Cardinal Stafford wrote about a meeting of priests he attended after Pope Paul VI had announced through the encyclical his decision to maintain the Church’s opposition to artificial contraception. The meeting was called by some priests to garner support for a statement of dissent to be published the next day in the secular newspapers. The leaders voiced their opposition to “Humanae Vitae” and asked each attending priest to publicly dissent by joining them in signing the statement. When the leaders turned to then-Father Stafford, the last to be asked, and after every other priest had renounced the encyclical, he refused to join the revolution.
The reaction was “awful,” according to Cardinal Stafford. “The priest/leader, drawing upon some scatological language from his Marine Corp past in the II World War responded contemptuously to my decision. He tried to force me to change. He became visibly angry and verbally abusive. The underlying, ‘fraternal’ violence became more evident. He questioned and then derided my integrity. He taunted me to risk my ecclesiastical ‘future,’ although his reference was more anatomically specific. The abuse went on.”
What explains the virulence of the negative reaction against “Humanae Vitae” from so many sectors, especially within the Church, then and now? Another work that I have read for the first time recently, the introduction to the 2006 edition of John Paul II’s “A Theology of the Body,” written by Michael Waldstein, opened my eyes, helping me to see the contraception controversy in a whole new light. Waldstein’s thesis holds that the dissent to “Humanae Vitae” was and remains rooted in western civilization’s own “out-of-body” experience, of a scale larger and more ominous than Elaine’s Cambridge adventure.
According to Waldstein, our society remains locked under the spell of the 17th-century ruminations of philosophers Francis Bacon and Rene Descartes. Bacon trumpeted humanity’s unlimited technological power over nature, and Descartes reduced the body to mere and entirely malleable matter, defining the essence of humanity as pure thought or spirit. Pope Benedict noted the negative influence of these philosophers on human self-understanding in his recent encyclical on hope.
The Baconian and Cartesian philosophies, contrary to orthodox Christian reflection, see the human person not as a synthesis of mind and body, but dualistically as a soul in a machine with the power to tinker with the machine’s gears and sprockets at whim. Our essence then lies not in the soul animating the body and acting according to God’s will as revealed in the body.

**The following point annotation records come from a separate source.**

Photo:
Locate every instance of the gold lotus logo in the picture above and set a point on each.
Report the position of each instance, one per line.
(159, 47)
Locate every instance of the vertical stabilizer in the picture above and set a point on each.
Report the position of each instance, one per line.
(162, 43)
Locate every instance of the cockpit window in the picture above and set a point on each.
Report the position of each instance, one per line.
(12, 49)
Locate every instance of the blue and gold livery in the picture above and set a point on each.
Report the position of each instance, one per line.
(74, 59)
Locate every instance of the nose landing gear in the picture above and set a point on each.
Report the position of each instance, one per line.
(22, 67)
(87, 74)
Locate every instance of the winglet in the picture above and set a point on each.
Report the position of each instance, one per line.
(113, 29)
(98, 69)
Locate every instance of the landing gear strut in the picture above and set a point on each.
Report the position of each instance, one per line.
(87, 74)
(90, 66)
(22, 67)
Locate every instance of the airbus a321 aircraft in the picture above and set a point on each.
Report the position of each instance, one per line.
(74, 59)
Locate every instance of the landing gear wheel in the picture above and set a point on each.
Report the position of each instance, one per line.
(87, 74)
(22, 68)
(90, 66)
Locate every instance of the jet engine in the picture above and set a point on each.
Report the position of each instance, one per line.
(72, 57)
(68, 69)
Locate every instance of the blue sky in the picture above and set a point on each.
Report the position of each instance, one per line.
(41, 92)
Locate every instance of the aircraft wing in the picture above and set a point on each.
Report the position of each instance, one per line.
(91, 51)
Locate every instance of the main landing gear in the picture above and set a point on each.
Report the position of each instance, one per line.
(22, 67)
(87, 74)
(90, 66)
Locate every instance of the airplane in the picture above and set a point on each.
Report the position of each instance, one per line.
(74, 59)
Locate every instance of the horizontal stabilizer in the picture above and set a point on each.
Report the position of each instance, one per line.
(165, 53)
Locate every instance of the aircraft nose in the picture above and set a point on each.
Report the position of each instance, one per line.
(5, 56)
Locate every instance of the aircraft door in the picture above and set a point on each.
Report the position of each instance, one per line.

Instead our essence should be found, supposedly, in the soul’s “out-of-body” independence from and dominance over bodily matter.
A core of Catholic theologians, Waldstein asserts, bought into this divided view of human nature, and put their trust in humanity’s ability to control and reshape bodily functions. Pope Paul VI’s insistence that the procreative and unitive aspects of sexuality should not be treated as separable was a poke in the eye to what Waldstein refers to as “the Baconian project” and its Catholic adherents.
Issued at a time when mankind was earnestly pursuing more and more sophisticated technological advances, “Humanae Vitae” became an immediate embarrassment to many who believed that the Church should cast aside its outdated fears and jump aboard the train of progress.
While the im mediate concern of Pope Paul VI in writing “Humanae Vitae” was a question of sexual morality, the larger issue, as addressed by John Paul II in his reflections on the “theology of the body,” is the true identity of the human person and the true nature of authentic progress.
We have traveled from the year of “Humanae Vitae” for but one-tenth of the journey of 400 years since the days of Bacon and Descartes, whose philosophies still reign supreme. But as we glance again at our image in the mirror, already the clouds are beginning to thin, and the fog of misunderstanding is starting to lift.
Daniel Avila is the Associate Director for Policy & Research of the Massachusetts Catholic Conference.